Sally has had T2DM for 12 years.
Her need to gradually increase meds over the years has happened.
When we met Sally was on metformin, gliclazide, GLP1 agonist injection.
The next therapeutic option was insulin.
We discussed root cause of type 2 diabetes. Sally had not heard of this before but it made sense and she now understood why her low fat foods and products from weight reducing brands may not have been effective. She started on our 6-week intervention course.
Weight has steadily come off, 7kgs lighter, 7cm off waist, Systolic BP is 30 points lower, diastolic is 20 points lower. But her sugars are stubbornly high.
When sally started our course she had one hypo of 3 when on gliclazide- so this was stopped. There are a slight increase in single figure glucose readings but not much.
So with most metabolic markers improving, but her glucose stubbornly high we performed a Kraft curve to understand what is going on:
My feeling was could this be a LADA or another autoimmune response. Could it be a very tired pancreas suffocated with ectopic fat.
So we need to get GAD antibodies done. If these are normal, then be a bit more patient and as pancreas gets freed from ectopic fat it may function in a more insulin sensitive way. Sally looks like an insulin resistant individual. Our assay technology requires quantification of the length of the error bars to reassure us on the numbers that we are seeing.
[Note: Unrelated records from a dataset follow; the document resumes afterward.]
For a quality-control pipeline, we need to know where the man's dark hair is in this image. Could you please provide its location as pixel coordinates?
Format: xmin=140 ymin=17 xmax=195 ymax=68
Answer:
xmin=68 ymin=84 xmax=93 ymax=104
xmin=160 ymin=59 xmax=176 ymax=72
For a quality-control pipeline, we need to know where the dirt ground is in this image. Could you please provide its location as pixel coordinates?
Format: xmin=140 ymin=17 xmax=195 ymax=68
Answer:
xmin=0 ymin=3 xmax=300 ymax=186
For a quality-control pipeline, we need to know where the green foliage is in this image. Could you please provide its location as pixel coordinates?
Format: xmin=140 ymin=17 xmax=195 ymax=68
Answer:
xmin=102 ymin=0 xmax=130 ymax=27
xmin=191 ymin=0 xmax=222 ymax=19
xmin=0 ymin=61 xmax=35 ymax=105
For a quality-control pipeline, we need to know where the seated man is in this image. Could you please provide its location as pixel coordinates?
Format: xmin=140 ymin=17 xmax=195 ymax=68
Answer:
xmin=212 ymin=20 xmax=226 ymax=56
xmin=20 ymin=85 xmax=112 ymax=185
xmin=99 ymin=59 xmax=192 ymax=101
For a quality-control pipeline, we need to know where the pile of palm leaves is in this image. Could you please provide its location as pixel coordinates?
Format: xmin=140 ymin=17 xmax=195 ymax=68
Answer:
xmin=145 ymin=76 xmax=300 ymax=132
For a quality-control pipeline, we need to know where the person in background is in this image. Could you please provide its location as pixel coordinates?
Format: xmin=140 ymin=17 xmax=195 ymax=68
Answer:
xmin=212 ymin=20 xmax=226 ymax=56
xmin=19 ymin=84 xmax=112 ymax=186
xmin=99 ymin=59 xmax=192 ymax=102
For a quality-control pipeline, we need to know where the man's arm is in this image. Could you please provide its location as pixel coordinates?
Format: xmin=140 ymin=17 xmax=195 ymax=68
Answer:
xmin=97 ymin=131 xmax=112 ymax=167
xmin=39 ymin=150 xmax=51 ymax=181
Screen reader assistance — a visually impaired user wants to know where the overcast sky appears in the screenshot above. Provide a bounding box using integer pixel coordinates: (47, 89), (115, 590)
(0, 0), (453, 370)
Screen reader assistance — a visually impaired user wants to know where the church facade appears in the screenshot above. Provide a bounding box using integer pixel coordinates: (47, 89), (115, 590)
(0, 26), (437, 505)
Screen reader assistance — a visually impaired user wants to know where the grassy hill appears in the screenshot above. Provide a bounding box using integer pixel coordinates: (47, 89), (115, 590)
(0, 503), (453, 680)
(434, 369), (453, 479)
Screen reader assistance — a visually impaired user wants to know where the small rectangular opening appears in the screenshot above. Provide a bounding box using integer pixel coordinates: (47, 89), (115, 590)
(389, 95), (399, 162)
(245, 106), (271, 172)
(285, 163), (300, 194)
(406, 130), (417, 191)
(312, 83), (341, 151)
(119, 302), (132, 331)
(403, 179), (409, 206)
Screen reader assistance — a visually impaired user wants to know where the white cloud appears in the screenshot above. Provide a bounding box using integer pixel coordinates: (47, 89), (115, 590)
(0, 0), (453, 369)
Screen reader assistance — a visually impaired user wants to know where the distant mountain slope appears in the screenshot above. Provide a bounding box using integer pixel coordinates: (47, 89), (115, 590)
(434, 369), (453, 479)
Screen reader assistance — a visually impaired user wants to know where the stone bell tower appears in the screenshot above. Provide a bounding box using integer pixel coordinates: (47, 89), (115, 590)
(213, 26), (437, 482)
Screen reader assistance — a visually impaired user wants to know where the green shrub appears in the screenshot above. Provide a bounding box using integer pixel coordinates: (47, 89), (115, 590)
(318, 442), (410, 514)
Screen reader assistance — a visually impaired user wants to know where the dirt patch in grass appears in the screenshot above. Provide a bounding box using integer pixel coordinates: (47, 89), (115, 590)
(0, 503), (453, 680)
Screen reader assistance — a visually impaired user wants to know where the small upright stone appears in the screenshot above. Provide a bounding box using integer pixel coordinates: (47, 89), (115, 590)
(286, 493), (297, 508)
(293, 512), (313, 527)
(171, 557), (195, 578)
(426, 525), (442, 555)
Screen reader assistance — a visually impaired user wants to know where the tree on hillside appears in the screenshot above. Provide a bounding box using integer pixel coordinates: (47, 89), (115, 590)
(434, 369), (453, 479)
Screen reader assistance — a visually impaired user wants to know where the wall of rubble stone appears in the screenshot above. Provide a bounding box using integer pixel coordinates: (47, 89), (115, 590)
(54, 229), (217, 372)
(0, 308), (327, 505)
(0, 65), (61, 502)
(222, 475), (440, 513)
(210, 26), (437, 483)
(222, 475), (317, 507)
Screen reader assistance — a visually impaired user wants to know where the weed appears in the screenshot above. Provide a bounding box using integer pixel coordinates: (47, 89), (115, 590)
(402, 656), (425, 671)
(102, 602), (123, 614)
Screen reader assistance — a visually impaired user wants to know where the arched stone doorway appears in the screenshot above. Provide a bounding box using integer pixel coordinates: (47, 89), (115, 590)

Kraft from venous samples was getting numbers in the 100s for insulin resistance. Our numbers seem lower? Is there a difference between venous and capillary samples?
We need a table of “normal” and kraft ranges for capillary samples. Plus this shape of graph is not described in Kraft series? Why?
This experience is raising many good questions but improving our understanding of what is happening in the body.